Know your limits: Dr. Alpert recommends that snowboarders know their limits based on their experience level. “If you’re not an experienced snowboarder and want to attempt a higher-level hill, you’re going to have a greater risk of falling and injury,” he explains. “If you’re inexperienced, stick with the smaller hills and get training from a professional.”    

Wear the right gear:  According to Falco, protective gear can help prevent injury, including a helmet, well-fitted boots, wrist guards and knee pads. “A helmet is absolutely vital to prevent serious injury and should be worn by snowboarders of all skill levels,” Falco says, noting his snowboarding and skiing facility is helmet mandatory. Equipment should also be adjusted properly to ensure the right fit, especially helmets and the bindings that attach the snowboarder’s feet to the snowboard. 

Proper training is key: According to Falco, training for a beginner snowboarder includes how to properly put on gear, movement techniques and how to control the snowboard. “We always send out our beginner snowboarders with a qualified instructor who can teach them the basics,” Falco says. “Instructors teach them how to move on the snowboard and how the snowboard behaves on the snow.” 

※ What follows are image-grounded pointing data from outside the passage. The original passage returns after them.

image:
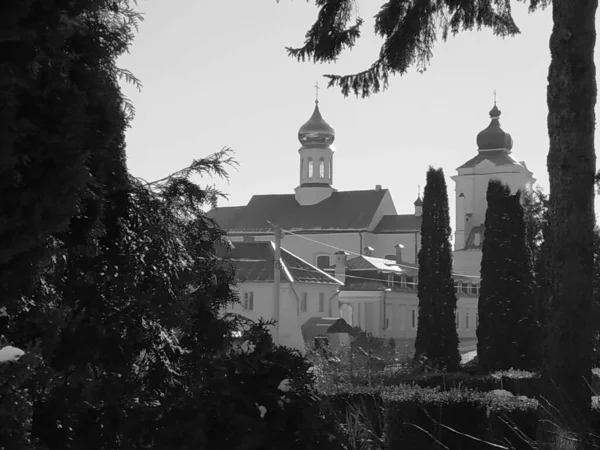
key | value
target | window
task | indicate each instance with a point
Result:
(323, 261)
(403, 281)
(248, 301)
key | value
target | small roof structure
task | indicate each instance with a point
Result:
(319, 326)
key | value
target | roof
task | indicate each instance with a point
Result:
(494, 136)
(225, 216)
(348, 210)
(396, 223)
(319, 326)
(253, 262)
(497, 157)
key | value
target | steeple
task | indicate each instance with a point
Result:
(419, 204)
(316, 131)
(316, 159)
(494, 137)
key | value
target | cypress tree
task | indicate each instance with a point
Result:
(506, 326)
(437, 339)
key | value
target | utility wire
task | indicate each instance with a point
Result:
(357, 254)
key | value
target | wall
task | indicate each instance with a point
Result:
(291, 318)
(366, 313)
(467, 262)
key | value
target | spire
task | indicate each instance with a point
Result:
(316, 131)
(494, 137)
(418, 201)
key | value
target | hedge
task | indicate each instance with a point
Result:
(415, 418)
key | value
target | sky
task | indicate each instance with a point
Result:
(216, 74)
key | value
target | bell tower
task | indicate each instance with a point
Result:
(316, 159)
(494, 160)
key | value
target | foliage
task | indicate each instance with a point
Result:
(409, 31)
(262, 395)
(507, 325)
(437, 339)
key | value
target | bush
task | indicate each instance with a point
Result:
(421, 418)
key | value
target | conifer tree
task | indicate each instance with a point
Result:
(506, 328)
(437, 339)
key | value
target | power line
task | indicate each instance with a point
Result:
(410, 283)
(357, 254)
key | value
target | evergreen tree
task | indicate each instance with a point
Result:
(410, 31)
(437, 339)
(507, 326)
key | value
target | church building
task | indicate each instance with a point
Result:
(360, 239)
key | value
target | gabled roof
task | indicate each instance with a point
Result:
(225, 216)
(349, 210)
(398, 223)
(497, 157)
(253, 262)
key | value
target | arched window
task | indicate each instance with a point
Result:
(323, 261)
(403, 281)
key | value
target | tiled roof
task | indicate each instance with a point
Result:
(349, 210)
(398, 223)
(253, 261)
(498, 157)
(225, 216)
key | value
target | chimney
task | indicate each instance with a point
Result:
(340, 265)
(398, 248)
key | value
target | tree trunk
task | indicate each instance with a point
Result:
(571, 167)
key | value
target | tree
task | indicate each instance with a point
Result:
(507, 323)
(437, 339)
(409, 31)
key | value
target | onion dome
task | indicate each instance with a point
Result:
(494, 137)
(316, 130)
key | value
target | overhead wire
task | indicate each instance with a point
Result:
(358, 254)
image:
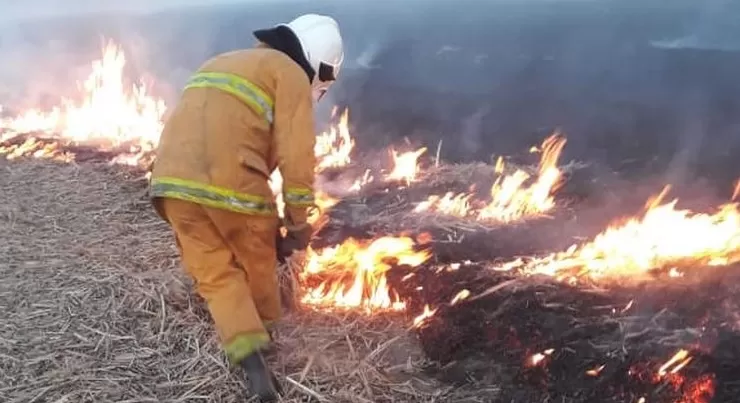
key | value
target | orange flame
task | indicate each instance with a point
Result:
(111, 115)
(662, 238)
(352, 274)
(513, 196)
(333, 148)
(425, 314)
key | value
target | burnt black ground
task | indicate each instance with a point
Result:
(488, 340)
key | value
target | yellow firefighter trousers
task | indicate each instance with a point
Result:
(231, 257)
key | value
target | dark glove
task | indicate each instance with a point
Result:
(297, 238)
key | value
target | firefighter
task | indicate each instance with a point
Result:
(242, 115)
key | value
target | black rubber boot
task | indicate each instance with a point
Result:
(263, 382)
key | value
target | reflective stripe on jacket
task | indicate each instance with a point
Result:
(211, 196)
(237, 86)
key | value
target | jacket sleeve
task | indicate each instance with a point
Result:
(295, 140)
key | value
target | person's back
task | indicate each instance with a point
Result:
(224, 138)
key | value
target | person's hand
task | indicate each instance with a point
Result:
(296, 239)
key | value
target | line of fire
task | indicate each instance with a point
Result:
(500, 271)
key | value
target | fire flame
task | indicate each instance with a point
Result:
(405, 165)
(352, 274)
(334, 147)
(663, 238)
(513, 196)
(110, 115)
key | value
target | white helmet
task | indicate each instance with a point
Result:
(322, 45)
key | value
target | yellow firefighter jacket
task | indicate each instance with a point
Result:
(241, 116)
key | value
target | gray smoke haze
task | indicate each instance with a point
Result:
(635, 85)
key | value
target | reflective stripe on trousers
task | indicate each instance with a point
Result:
(237, 86)
(211, 196)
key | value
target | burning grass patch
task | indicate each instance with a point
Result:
(540, 339)
(95, 308)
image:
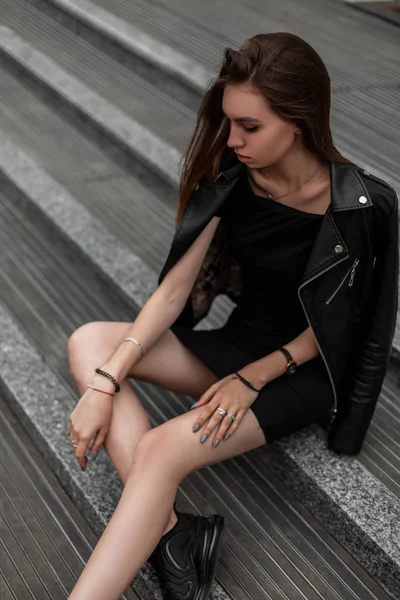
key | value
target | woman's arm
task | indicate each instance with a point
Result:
(163, 307)
(262, 371)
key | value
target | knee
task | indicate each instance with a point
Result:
(85, 337)
(151, 448)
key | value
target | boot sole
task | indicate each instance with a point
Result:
(212, 548)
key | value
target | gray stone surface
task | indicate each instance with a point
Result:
(161, 156)
(352, 491)
(43, 403)
(353, 504)
(138, 41)
(109, 254)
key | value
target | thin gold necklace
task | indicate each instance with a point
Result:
(271, 197)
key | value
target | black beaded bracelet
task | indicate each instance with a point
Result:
(243, 380)
(110, 377)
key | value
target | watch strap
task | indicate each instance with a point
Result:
(287, 354)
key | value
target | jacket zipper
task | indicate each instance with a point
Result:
(334, 412)
(351, 272)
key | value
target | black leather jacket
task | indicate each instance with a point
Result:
(349, 290)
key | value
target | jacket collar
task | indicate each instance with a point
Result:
(347, 189)
(347, 193)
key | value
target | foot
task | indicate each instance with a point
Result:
(186, 557)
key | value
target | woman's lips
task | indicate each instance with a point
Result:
(243, 158)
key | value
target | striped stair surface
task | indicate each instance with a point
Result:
(44, 540)
(97, 102)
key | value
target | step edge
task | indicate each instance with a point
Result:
(332, 467)
(139, 141)
(136, 41)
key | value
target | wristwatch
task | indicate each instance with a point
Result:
(291, 366)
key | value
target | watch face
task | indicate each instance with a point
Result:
(292, 369)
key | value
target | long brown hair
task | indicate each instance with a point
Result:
(293, 79)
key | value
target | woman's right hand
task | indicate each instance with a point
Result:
(90, 419)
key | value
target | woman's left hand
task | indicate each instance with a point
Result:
(229, 394)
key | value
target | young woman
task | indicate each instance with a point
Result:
(306, 243)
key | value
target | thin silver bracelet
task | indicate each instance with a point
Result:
(137, 344)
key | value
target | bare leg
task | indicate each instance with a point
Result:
(168, 364)
(164, 457)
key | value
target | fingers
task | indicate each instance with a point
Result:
(214, 420)
(80, 452)
(97, 444)
(206, 397)
(228, 427)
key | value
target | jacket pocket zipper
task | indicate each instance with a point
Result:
(351, 272)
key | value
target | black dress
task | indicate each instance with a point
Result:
(272, 242)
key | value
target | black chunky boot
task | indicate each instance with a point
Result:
(186, 557)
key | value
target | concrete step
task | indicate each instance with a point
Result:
(134, 128)
(357, 500)
(187, 41)
(45, 540)
(35, 319)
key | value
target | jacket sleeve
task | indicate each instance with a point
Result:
(379, 321)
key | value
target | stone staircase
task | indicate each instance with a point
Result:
(97, 102)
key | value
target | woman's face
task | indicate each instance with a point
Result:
(259, 137)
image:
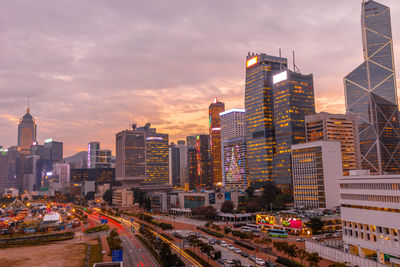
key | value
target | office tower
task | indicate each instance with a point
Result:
(260, 135)
(234, 149)
(26, 132)
(293, 97)
(370, 92)
(316, 168)
(130, 163)
(63, 172)
(370, 216)
(337, 127)
(98, 158)
(215, 140)
(157, 159)
(203, 160)
(178, 164)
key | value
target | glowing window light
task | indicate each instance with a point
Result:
(252, 61)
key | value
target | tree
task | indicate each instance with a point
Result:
(227, 206)
(302, 254)
(313, 259)
(315, 224)
(108, 196)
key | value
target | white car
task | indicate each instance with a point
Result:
(260, 262)
(230, 247)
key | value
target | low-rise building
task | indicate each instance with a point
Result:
(370, 212)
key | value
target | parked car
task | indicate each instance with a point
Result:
(223, 243)
(237, 250)
(260, 262)
(245, 254)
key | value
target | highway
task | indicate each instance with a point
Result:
(135, 254)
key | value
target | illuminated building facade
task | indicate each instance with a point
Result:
(204, 166)
(370, 92)
(259, 116)
(316, 168)
(234, 149)
(130, 162)
(215, 140)
(337, 127)
(26, 132)
(98, 158)
(293, 97)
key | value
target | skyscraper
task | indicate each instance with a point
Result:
(293, 97)
(260, 135)
(371, 93)
(234, 149)
(337, 127)
(215, 140)
(26, 132)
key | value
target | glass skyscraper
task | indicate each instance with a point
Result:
(260, 135)
(293, 97)
(371, 93)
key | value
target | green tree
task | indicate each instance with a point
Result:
(313, 259)
(315, 224)
(108, 196)
(227, 206)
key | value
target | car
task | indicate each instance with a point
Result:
(245, 254)
(260, 262)
(237, 250)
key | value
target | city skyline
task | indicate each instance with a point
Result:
(91, 85)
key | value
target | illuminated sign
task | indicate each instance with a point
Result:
(154, 138)
(280, 77)
(252, 61)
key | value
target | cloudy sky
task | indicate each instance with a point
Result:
(92, 67)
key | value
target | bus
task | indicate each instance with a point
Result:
(277, 233)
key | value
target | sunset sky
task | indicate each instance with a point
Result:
(92, 67)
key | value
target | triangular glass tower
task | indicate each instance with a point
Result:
(371, 93)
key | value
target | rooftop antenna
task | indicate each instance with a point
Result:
(294, 64)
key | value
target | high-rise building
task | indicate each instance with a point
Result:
(215, 140)
(98, 158)
(203, 160)
(260, 134)
(370, 215)
(293, 97)
(316, 168)
(26, 132)
(178, 164)
(370, 92)
(130, 163)
(234, 149)
(337, 127)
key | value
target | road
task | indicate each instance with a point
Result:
(135, 254)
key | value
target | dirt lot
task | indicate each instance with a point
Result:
(57, 254)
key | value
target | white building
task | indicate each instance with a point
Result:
(63, 171)
(122, 198)
(316, 168)
(370, 211)
(233, 149)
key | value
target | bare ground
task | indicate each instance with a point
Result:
(54, 255)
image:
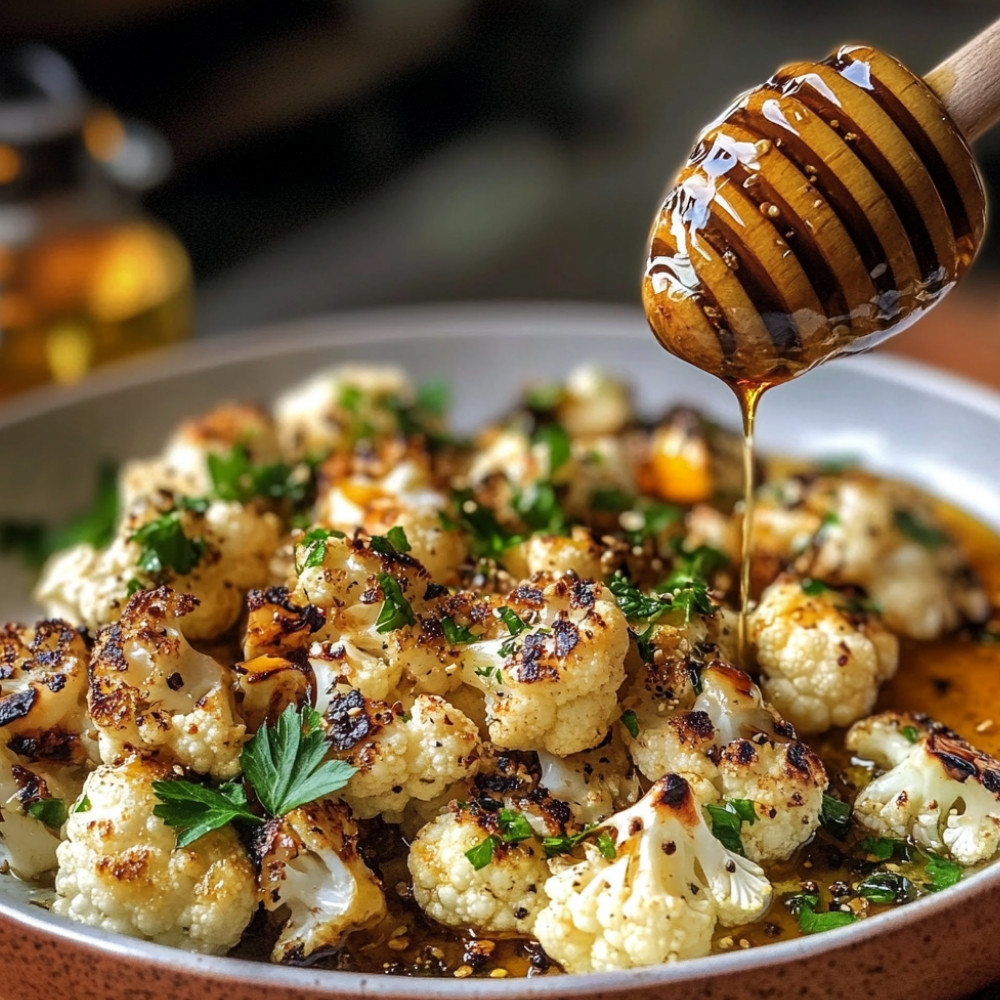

Learn falling techniques: Falling is going to happen, even if you’re a beginner. While every fall is different based on the situation, Falco says a common reaction among beginner snowboarders is to brace the fall with their hands, which can lead to a wrist injury. Instead, he recommends tucking your arms in, hugging your body and rolling on your side or landing on your butt. “When you’re strapped into the snowboard for the first time, it’s a new way of moving and can feel very awkward,” Falco says. “This can make the small amount of speed and distance in a beginner lesson feel amplified.” 

Listen to your body:  As with any sport, the more fatigued you feel the greater the risk for injury, Dr. Alpert says. Pay attention to how you feel and reduce the number of runs on the slopes accordingly. “When you’re fatigued, your muscles are going to be tired, your reaction time will be slower and you won’t be at your best,” Dr. Alpert says. Another factor to consider is if you’re becoming overheated while snowboarding. “Unlike in the summer, you may not realize you’re overheated when it’s cold and snowy outside,” Dr. Alpert says. “That’s why you need time to cool down in between runs in winter sports.” 

By following these tips, winter sports enthusiasts will be ready to take on the slopes before spring finally comes to Illinois.